"Getting all shook up"
Probing viscoelastic properties and molecular interactions
Frequency sweep generates a rheological "fingerprint” or spectrum. It is used to probe viscoelastic properties such as stiffness (complex modulus, G*), solid nature (elastic or storage modulus, G'), liquid nature (viscous or loss modulus, G"), solid or liquid tendency (phase angle), complex viscosity, and tan delta (G"/G') across a frequency range. This assay is useful to probe polymer and biomolecule viscoelastic behavior and arrangement in various matrices. It is important to ensure that this assay is performed within the LVER (Linear Viscoelastic Region) that is determined with an amplitude sweep.

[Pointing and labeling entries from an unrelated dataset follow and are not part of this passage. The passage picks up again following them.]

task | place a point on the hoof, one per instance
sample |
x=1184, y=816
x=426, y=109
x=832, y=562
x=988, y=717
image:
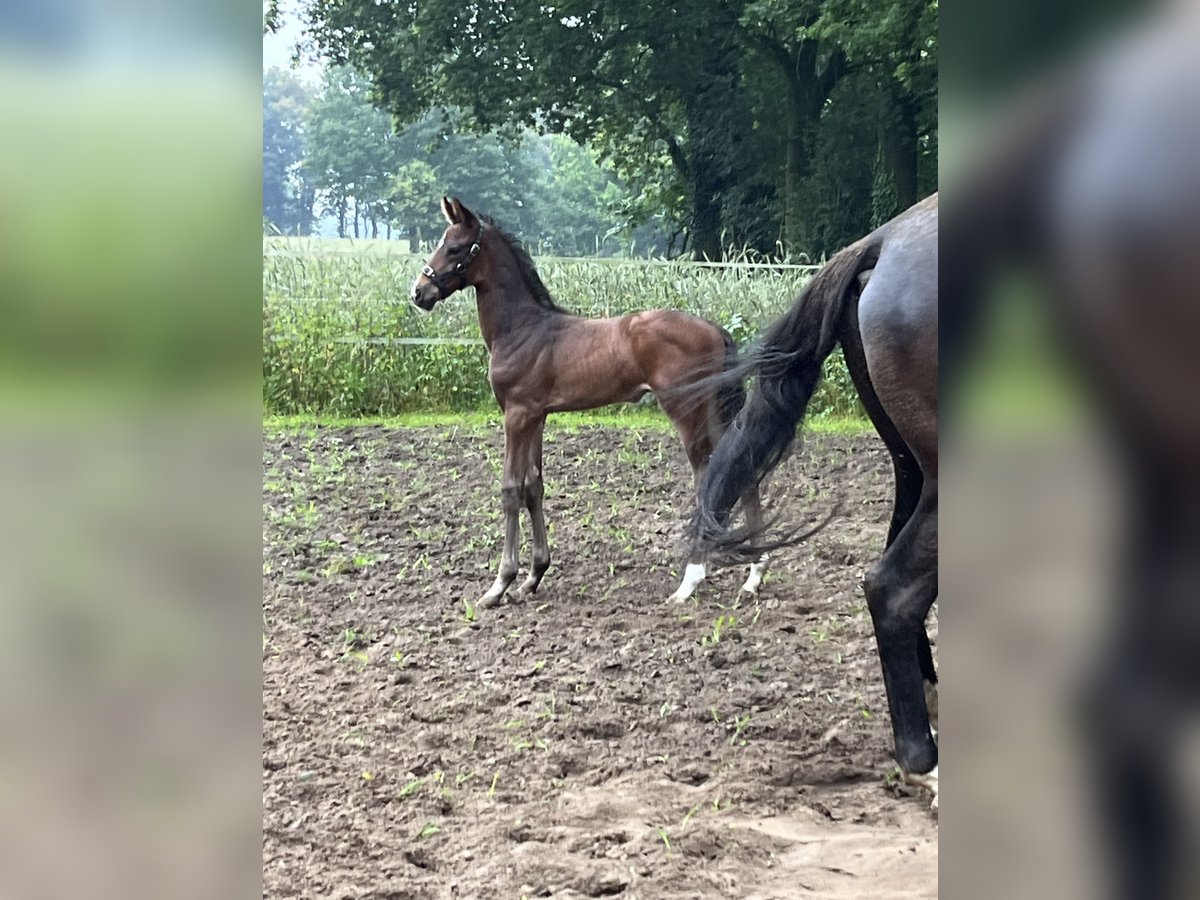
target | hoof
x=693, y=575
x=929, y=781
x=489, y=601
x=755, y=577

Figure 1 shows the classic viscoelastic response vs frequency. Specifically, Figure 1 shows the frequency sweep output of Silly Putty placed between an oscillating upper plate and stationary lower plate. At low frequency it is a viscoelastic liquid (G" dominant); whereas, at higher frequencies it is a viscoelastic solid (G' dominant). As the pictures show, at rest (slow event=very low frequency), Silly Putty slowly flows as a viscoelastic liquid, yet when rolled into a ball and dropped on a surface (fast event=high frequency) it bounces as a viscoelastic solid.
Figure 2 describes other frequency sweep measurables that include complex modulus (G*), complex viscosity (n*), and tan(delta).
Figure 3 shows application of frequency sweep to compare complex modulus (G*) for 6 arthritis formulations to model effect of increasing joint movement and efficacy. Increasing G* correlates to increasing stiffness.